Fast-twitch fibres are more glycolytically active. Their recruitment accelerates the rate of hydrogen ion production, which drives pH down further, which impairs more fibres, which triggers recruitment of even more fast-twitch units. The result is a self-accelerating fatigue spiral.
This is the physiological mechanism behind what coaches call going into the red. Once the cascade begins, it is extremely difficult to reverse during a race. Your only options are to dramatically reduce intensity and wait for hydrogen ion clearance to catch up, or accept progressive degradation all the way to the finish line.
This is also why pacing discipline from the start matters so much. The damage is not done at kilometre 30 when you feel it. It is done at kilometre 5 when you went out too hard.

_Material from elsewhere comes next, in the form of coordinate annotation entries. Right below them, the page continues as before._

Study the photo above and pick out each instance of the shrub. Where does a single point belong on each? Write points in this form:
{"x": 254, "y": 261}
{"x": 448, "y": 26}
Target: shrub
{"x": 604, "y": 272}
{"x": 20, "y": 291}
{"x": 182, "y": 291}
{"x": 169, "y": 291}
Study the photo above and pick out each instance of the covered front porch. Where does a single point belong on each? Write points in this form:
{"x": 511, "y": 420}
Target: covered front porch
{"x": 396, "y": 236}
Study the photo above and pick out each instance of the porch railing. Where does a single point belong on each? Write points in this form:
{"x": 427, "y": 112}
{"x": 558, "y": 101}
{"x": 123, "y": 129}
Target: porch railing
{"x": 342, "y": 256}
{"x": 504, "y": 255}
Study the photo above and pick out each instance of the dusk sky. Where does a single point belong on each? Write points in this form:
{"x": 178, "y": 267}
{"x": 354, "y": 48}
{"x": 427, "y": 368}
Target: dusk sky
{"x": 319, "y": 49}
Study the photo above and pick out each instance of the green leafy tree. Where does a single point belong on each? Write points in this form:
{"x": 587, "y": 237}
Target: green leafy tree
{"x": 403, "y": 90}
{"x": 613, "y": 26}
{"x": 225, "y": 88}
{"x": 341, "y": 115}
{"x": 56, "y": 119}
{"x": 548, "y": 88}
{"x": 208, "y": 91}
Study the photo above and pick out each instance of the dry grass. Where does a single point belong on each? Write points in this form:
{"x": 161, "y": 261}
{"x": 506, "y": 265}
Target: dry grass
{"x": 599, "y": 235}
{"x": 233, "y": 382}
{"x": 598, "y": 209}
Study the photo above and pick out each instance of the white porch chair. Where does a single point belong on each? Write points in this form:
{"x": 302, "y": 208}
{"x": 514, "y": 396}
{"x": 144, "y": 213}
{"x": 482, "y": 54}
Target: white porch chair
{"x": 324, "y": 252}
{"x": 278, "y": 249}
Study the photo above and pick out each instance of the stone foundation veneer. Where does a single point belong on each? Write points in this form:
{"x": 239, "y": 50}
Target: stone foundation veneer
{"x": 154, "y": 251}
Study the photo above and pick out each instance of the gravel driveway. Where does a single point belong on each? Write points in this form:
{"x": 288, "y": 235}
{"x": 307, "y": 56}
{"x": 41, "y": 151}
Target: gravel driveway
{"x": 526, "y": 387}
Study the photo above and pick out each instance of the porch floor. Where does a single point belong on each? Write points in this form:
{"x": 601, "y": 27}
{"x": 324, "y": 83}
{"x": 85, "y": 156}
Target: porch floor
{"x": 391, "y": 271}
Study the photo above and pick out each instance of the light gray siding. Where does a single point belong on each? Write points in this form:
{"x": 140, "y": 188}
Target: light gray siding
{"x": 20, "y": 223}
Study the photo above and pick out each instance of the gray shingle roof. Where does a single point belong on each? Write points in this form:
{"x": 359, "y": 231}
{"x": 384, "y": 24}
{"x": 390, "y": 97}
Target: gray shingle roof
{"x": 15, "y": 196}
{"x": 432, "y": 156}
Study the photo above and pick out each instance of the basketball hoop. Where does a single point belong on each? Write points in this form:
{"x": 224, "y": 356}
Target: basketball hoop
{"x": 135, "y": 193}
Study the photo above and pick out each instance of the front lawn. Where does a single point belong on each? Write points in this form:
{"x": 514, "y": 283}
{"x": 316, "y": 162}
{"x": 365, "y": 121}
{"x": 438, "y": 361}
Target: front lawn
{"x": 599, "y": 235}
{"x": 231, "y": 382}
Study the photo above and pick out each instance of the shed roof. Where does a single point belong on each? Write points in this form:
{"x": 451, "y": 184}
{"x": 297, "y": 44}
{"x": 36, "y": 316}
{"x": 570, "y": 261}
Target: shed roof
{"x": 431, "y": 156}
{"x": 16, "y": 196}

Why Intensity Discipline Prevents This
The Norwegian triathlon program identifies intensity control as the single most important element of their approach. Not volume. Not technology. Not nutrition. Intensity control. The principle is straightforward: if you never trigger the acidosis cascade in the first place, you never experience the disconnect.
For long-course racing, this means anchoring your pacing to your second threshold. Not above it. Not at it. Below it. At intensities where your mitochondria can keep pace with ATP turnover and hydrogen ions never accumulate to critical levels.
This is why your aerobic development matters so profoundly. An athlete with dense, well-functioning mitochondria can process pyruvate and recycle lactate at higher absolute intensities without tipping into acidosis. The better your oxidative system, the faster you can go while staying below the point where the cascade begins. This is also why efficiency matters more than a bigger engine for long-course athletes.
How Training Builds the Machinery
Sub-threshold training in Zone 3 of a five-zone model is where you build the capacity to hold faster paces without triggering the acidosis cascade. It increases mitochondrial density. It improves the enzymatic machinery that buffers hydrogen ions. It builds monocarboxylate transporter density so your slow-twitch fibres can shuttle and oxidise lactate more efficiently.
The pyramidal distribution that underpins the Tremayne Performance method allocates roughly 25 percent of training time to this zone. Not because it is glamorous. Because it is the work that raises the pace at which acidosis begins. Every incremental improvement in your oxidative capacity means you can race slightly faster while remaining in a metabolically stable state.
Periodic threshold testing through DFA Alpha1 ramp tests identifies exactly where your thresholds sit, so you know where the line is. Your zones get set from your data, and you train with heart rate and power to stay on the right side of that line. When your thresholds shift upward over a training block, the pace at which you can race without triggering the cascade shifts with them.
The athlete who never blows up is not the athlete with the most willpower. It is the athlete whose aerobic system is developed enough that race pace sits comfortably below the tipping point.
The Takeaway
Blowing up is not random bad luck. It is a predictable physiological event with a clear trigger: exceeding the intensity your oxidative system can sustain. The solution is not mental toughness. It is building a bigger, more efficient aerobic engine through consistent sub-threshold work, knowing exactly where your thresholds are, and then having the discipline to respect them on race day.
The athletes who race smoothly from start to finish are not working less hard. They are working at intensities their physiology can sustain without triggering the cascade. That is the difference between fading at kilometre 30 and running your best split in the final ten.
Blowing up is not a willpower problem. It is a physiology problem with a training solution.